INTENSITY

She had been hit hard on the back of the neck. She wondered about spinal injury.

She refused to weep. She had the knife.

The killer came to her, stooped, and extracted the knife from her hand. She was amazed at how easily it slipped from her fingers, even though she clutched it ferociously, as if it hadn’t been a knife at all but a sliver of melting ice.

“Bad girl,” he said, and rapped the flat of the blade against the top of her skull.

He continued with the cleanup.

While trying not to think about spinal injuries, Chyna managed to get her hand around a fork.

He returned and took that away from her too. “No,” he said, as though he were training a recalcitrant puppy. “No.”

“Bastard,” she said, dismayed to hear a slur in her voice.

“Sticks and stones.”

“Fucking bastard.”

“Oh, very pretty,” he said scornfully.

“Shithead.”

“I should wash your mouth out with soap.”

“Asshole.”

“Your mother never taught you words like that.”

“You don’t know my mother,” she said thickly.

He hit her again, a hard chop to the side of the neck this time.

Then Chyna lay in darkness, listening worriedly to her mother’s distant gay laughter and strange men’s voices. Shattering glass. Cursing. Thunder and wind. Palm trees thrashing in the night over Key West. The quality of the laughter changed. Mocking now. Crashes that weren’t thunder. And the skittery palmetto beetle over her bare legs and across her back. Other times. Other places. In the vapory realm of dreams, the iron fist of memory.

7

Shortly after nine o’clock in the morning, after dealing with the woman and washing the flatware, Mr. Vess sets loose the dogs.

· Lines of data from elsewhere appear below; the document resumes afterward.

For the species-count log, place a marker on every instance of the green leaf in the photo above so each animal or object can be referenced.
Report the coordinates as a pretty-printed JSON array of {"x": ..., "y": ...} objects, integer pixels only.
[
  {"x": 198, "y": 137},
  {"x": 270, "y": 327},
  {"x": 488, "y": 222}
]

At the back door, at the front door, and in his bedroom, there are call buttons that, when pushed, sound a soft buzzer in the kennel behind the barn. When the Dobermans have been sent there with the word crib, as they were sent earlier, the buzzer is a command that at once returns them to active patrol.

He uses the call button by the kitchen door and then steps to the large window by the dinette to watch the backyard.

The sky is low and gray, still shrouding the Siskiyou Mountains, but rain is no longer falling. The drooping boughs of the evergreens drip steadily. The bark on the deciduous trees is a sodden black; their limbs—some with the first fragile green buds of spring, others still barren—are so coaly that they appear to have been stripped by fire.

Some people might think that the scene is passive now, with the thunder spent and the lightning extinguished, but Mr. Vess knows that a storm is as powerful in its aftermath as in its raging. He is in harmony with this new kind of power, the quiescent power of growth that water bestows on the land.

From the back of the barn come the Dobermans. They pad side by side for a distance, but then split up and proceed each in his own direction.

They are not on attack status at this time. They will chase down and detain any intruder, but they will not kill him. To prime them for blood, Mr. Vess must speak the name Nietzsche.

One of the dogs—Liederkranz—comes onto the back porch, where he stares at the window, adoring his master. His tail wags once, and then once again, but he is on duty, and this brief and measured display of affection is all that he will allow himself.

Liederkranz returns to the backyard. He stands tall, vigilant. He gazes first to the south, then west, and then east. He lowers his head, smells the wet grass, and at last he moves off across the lawn, sniffing industriously. His ears flatten against his skull as he concentrates on a scent, tracking something that he imagines might be a threat to his master.

On a few occasions, as a reward to the Dobermans and to keep them sharp, Mr. Vess has turned loose a captive and has allowed the dogs to stalk her, forgoing the pleasure of the kill himself. It is an entertaining spectacle.

Secure behind the screen of his four-legged Praetorian Guard, Mr. Vess goes upstairs to the bathroom and adjusts the water in the shower until it is luxuriously hot. He lowers the volume of the radio but leaves it tuned to the swing-music program.